L’errance semble ici ne jamais devoir cesser, dans la mesure où elle ne mène à rien de stable, et la route ne permet finalement de faire le lien qu’entre des lieux de passage. Ces derniers finissent par constituer un chronotope mineur du road novel et du road movie, entièrement subordonné à la route, et que l’on pourrait caractériser par le temps de l’attente et de l’ennui dans un espace public intermédiaire. Or nous allons voir que ce chronotope des lieux de transit, s’il appartient aujourd’hui en propre à l’univers du récit de la route, a d’abord constitué une caractéristique d’un autre genre cinématographique : le film noir.
L’héritage du film noir
Le « lounge time » de Vivian Sobchack
Ces lieux intermédiaires que sont les stations-service, motels, gares intermodales et autres points de ravitaillement participent de l’imaginaire américain depuis les années 1930, notamment à travers les tableaux d’Edward Hopper ou les photographies de Walker Evans, qui témoignent d’une transformation radicale de la société corrélative au développement des transports routiers.
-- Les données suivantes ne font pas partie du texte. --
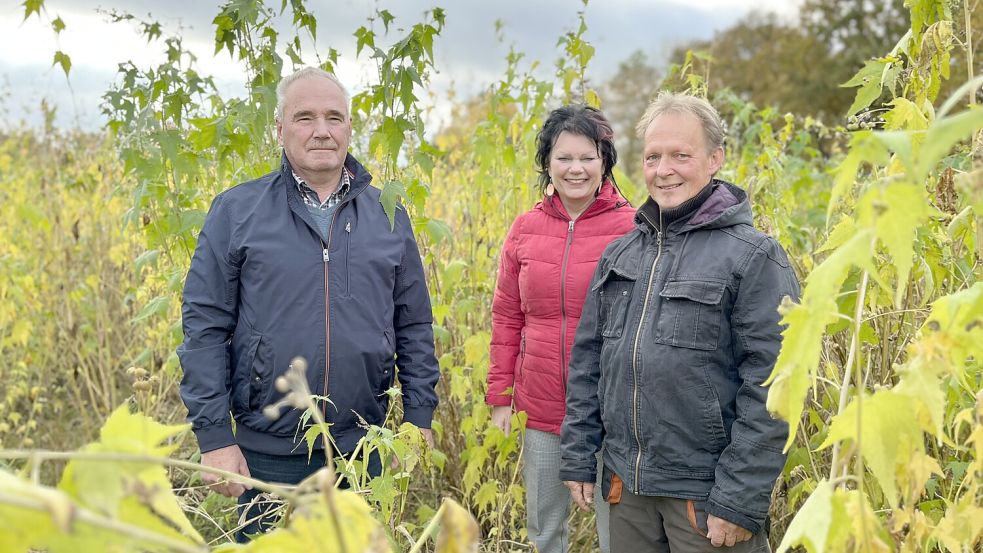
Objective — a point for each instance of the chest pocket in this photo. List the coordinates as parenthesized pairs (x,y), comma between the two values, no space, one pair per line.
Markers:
(690,314)
(614,296)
Avant de contribuer à forger l’identité narrative et esthétique du récit de la route, ils constituent les éléments de décor d’un autre genre cinématographique en vogue dans l’immédiat après-guerre : il s’agit du film noir, qui connaît ses années les plus prospères approximativement entre 1941 (avec la sortie de l’emblématique The Maltese Falcon de John Huston) et 1958289. Ce genre cinématographique l’objet d’une analyse chronotopique approfondie dans un article de Vivian Sobchack publié en 1998, déjà mentionné plus haut mais dont il convient de retracer ici les grandes lignes.
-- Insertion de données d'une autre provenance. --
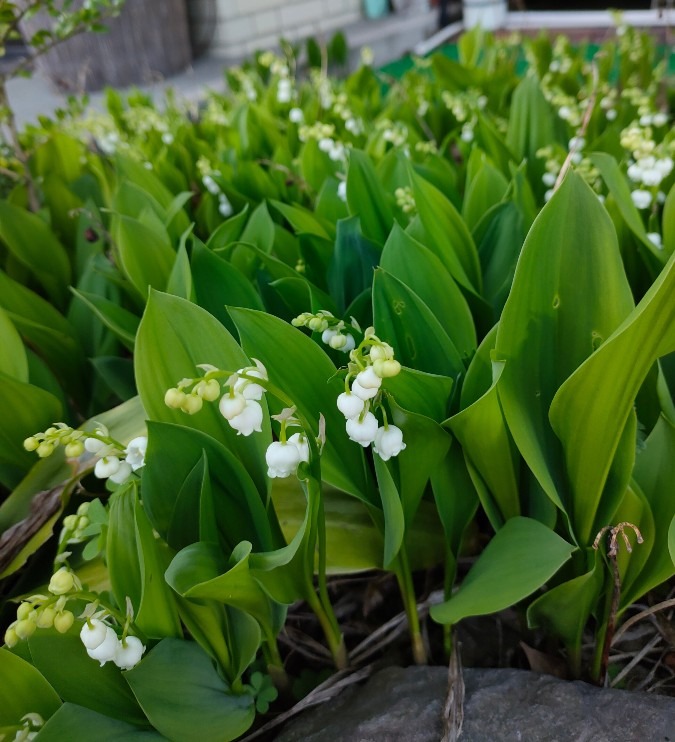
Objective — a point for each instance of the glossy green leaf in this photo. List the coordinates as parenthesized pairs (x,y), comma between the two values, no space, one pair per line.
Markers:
(13,361)
(69,721)
(564,609)
(521,557)
(404,321)
(34,245)
(366,198)
(590,411)
(297,366)
(168,349)
(173,453)
(180,691)
(23,690)
(555,317)
(352,264)
(422,271)
(145,254)
(218,284)
(118,320)
(201,571)
(449,236)
(80,680)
L’auteur y considère ces lieux de transit que nous venons d’énumérer comme un chronotope majeur et fondamental du film noir. Ils définissent à ses yeux une spatio-temporalité particulière qu’elle nomme le « lounge time » : « Specifically, I designate the life-world (both cultural and narrative) spatialized from nightclubs, cocktail lounges, bars, anonymous hotel or motel rooms, boarding houses, cheap roadhouses, and diners as constituting the temporalization of what I call lounge time290 . » Pour Vivan Sobchack, le chronotope du film noir se construit en opposition à celui de l’idylle. En cette période tourmentée consécutive à la Seconde Guerre mondiale, l’innocence apparaît rejetée dans un passé lointain, faisant place à un sentiment généralisé d’instabilité et de vulnérabilité : Whereas the idyllic chronotope has relevance to the familiarity, stability, and rootedness of home and the familial and generational and even national solidarity of the wartime home front, the noir chronotope of lounge time evokes the life-world and space-time of a parallel, yet antinomic, universe.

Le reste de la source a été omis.